Configuration Versioning

site-agent is designed to snapshot web UI settings into a small dedicated git repository, then diff or restore those settings later through approved UI tools.

Workflow:

site-agent config save --profile my-site --repo ../my-site-settings --commit --tag v1
site-agent config coverage --profile my-site --settings-repo ../my-site-settings
site-agent config diff --profile my-site --repo ../my-site-settings --ref v1
site-agent config restore-plan --profile my-site --repo ../my-site-settings --ref v1
site-agent config restore-readiness --profile my-site --repo ../my-site-settings --ref v1 --apply --confirm
site-agent config restore --profile my-site --repo ../my-site-settings --ref v1 --mode dry-run

Snapshots are deterministic and evidence-backed.
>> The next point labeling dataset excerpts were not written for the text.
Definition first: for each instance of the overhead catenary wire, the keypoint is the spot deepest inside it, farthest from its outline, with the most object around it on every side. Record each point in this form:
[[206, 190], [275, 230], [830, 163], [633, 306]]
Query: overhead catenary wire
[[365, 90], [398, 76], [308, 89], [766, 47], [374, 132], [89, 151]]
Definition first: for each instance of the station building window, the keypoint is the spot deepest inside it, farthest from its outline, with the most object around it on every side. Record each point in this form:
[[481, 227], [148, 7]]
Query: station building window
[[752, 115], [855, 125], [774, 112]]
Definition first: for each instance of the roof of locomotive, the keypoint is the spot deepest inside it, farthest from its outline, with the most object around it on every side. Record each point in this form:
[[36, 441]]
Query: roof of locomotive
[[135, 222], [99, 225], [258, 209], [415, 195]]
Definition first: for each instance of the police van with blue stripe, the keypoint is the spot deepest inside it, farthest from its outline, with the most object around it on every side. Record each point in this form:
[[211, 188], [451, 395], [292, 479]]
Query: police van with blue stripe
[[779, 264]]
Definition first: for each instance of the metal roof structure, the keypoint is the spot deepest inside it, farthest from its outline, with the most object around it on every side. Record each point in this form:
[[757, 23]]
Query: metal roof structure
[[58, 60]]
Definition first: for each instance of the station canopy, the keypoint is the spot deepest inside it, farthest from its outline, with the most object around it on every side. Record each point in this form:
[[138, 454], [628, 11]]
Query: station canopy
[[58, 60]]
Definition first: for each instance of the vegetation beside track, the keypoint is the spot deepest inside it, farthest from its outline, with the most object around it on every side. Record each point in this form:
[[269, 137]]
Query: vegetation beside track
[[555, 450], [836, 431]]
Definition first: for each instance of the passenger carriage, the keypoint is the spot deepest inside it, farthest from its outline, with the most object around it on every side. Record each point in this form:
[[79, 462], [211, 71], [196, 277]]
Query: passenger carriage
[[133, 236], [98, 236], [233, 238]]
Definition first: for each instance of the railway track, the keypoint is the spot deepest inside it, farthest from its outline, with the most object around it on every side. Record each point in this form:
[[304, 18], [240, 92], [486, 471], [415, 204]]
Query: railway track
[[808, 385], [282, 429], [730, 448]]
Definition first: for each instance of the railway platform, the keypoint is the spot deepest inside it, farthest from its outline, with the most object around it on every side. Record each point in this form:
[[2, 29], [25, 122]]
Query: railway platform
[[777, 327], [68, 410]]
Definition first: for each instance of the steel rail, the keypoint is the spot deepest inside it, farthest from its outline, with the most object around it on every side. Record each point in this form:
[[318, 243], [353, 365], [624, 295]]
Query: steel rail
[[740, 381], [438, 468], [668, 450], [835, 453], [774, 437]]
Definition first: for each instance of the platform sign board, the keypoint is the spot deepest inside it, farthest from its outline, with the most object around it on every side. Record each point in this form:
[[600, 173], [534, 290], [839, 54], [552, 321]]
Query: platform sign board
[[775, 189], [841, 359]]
Restore planning maps changed settings to generated MCP write or staged-action tools, groups settings by shared forms where possible, and records non-restorable settings explicitly.

Apply mode is guarded:

• the profile must set risk.write_mode to apply
• --confirm is required
• the settings repository must be clean
• the current snapshot must be fresh and match the latest crawl/save cycle
• rollback/current snapshot IDs must exist
• post-restore verification should compare a fresh snapshot against the target ref

Run controlled apply tests against mock or fixture targets before using apply on a real site.

Detailed design: contracts/config-versioning-design.md.

Packaging for Agents

Build a reusable knowledge package after crawl, schema review, MCP generation, and optional config coverage:

site-agent package build --profile my-site

The package includes public schema/tool metadata, interaction graph, ontology, reports, and RAG chunks. Private adapter bindings and profile data are separated under private/ when included.

As Python API and Ansible generation land, packages should include those generated artifacts or manifests pointing to them, so agents and operators can choose the right surface for the task.

Distribution

The reusable engine is packaged as the site-agent Python distribution. Target-specific generated projects are not bundled into the core package.

Supported delivery paths:

• PyPI package for the site-agent CLI and Python modules.
• pipx install for developer workstations.
• Docker image for repeatable crawl environments.
• site-agent package build zip bundles for generated profile knowledge packages.
• Separate target projects, such as zte-agent, for generated MCP/API/Ansible artifacts and settings repos.

Release notes and commands are in docs/release.md.